Per Pinter «Non voglio sostituirmi ai professionisti che ne sanno più di me, ma da discreto cliente mi permetto di far presente che oltre a concentrarsi sulla offerta bisognerebbe concentrarsi anche sulla domanda, altrimenti si finisce per covare il risentimento (cito una recente esternazione di un esercente che ha chiuso il proprio locale lamentandosi della mancata solidarietà (che immagino consista nella quantità di consumo) dei suoi clienti?!» Nessuno ti obbliga ad aprire un locale e se lo fai dovresti avere la giusta professionalità e la capacità di affrontare qualche rischio, non certo finire per incolpare i mancati clienti».

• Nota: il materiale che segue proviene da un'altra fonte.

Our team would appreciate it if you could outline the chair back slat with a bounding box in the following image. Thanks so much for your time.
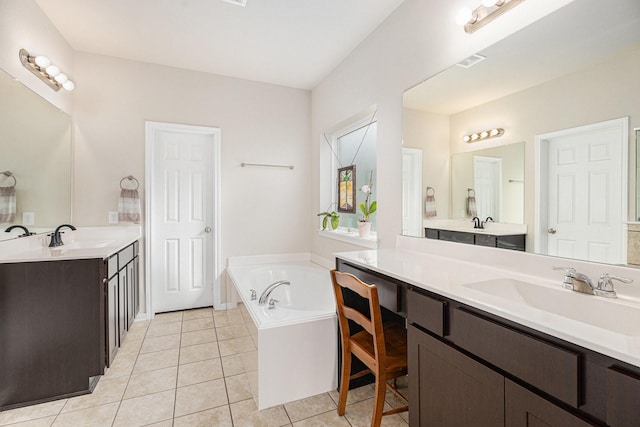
[342,305,374,335]
[331,270,386,365]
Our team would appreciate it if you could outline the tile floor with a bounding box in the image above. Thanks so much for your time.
[0,305,408,427]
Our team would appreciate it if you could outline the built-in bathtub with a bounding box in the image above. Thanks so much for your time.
[227,255,338,409]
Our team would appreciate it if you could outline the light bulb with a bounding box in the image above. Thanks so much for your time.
[45,65,60,77]
[55,73,69,84]
[456,7,473,25]
[35,55,51,68]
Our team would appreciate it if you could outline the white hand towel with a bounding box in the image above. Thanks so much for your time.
[118,188,142,224]
[467,196,478,217]
[0,186,16,224]
[424,187,438,218]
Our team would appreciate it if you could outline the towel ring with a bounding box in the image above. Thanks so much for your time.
[0,171,18,188]
[120,175,140,190]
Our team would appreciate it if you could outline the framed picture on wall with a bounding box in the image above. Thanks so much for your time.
[338,165,356,213]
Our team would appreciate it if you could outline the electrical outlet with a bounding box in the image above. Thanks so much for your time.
[22,212,36,225]
[109,211,118,224]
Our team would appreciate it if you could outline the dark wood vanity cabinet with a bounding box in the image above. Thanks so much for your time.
[407,287,640,427]
[0,259,105,409]
[336,259,640,427]
[424,228,526,251]
[105,241,140,367]
[407,325,504,427]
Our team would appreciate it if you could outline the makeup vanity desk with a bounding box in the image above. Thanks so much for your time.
[336,249,640,427]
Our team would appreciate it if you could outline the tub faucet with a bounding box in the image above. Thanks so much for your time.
[258,280,291,305]
[48,224,76,248]
[4,225,36,237]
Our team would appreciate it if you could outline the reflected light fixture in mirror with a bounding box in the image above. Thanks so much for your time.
[462,128,504,144]
[456,0,524,33]
[19,49,76,92]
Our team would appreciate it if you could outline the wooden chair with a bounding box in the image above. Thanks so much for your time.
[331,270,408,427]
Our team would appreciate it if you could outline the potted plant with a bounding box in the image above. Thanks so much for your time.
[318,210,340,231]
[358,171,378,237]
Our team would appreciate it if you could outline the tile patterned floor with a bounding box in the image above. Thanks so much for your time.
[0,306,408,427]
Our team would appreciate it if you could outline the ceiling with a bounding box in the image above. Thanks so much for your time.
[36,0,404,89]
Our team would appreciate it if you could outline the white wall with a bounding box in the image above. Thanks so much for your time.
[74,53,312,265]
[307,0,571,258]
[402,108,451,219]
[0,0,75,114]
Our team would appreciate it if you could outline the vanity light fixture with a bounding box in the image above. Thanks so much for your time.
[456,0,524,34]
[19,49,76,92]
[222,0,247,7]
[462,128,504,144]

Un'ulteriore considerazione: «Raffrontando la proposta enogastronomica trentina con quella del Sudtirolo, del Veneto e della Lombardia trovo tre limiti:
- l'accoglienza in Trentino non è sempre all'altezza;
- i prezzi non sono competitivi, salvo la provincia di Bolzano dove però la qualità media è rassicurante e anche la percentuale di locali di qualità lo conferma;
- la proposta del territorio lascia un po' a desiderare, non solo per la scarsa capacità di promozione dei prodotti del territorio, anche quando sono di qualità, ma anche perché sembra che la proposta del territorio sia un appendice, una sorta di obbligo, piuttosto che l'identità della proposta. Naturalmente ci sono locali che si fanno in quattro e offrono buoni piatti a prezzi ragionevoli e ci sono ristoratori con proposte di qualità e personale accogliente e competente, ma bisognerebbe che l'insieme della ristorazione trentina, per assicurarsi un futuro, elevasse l'asticella».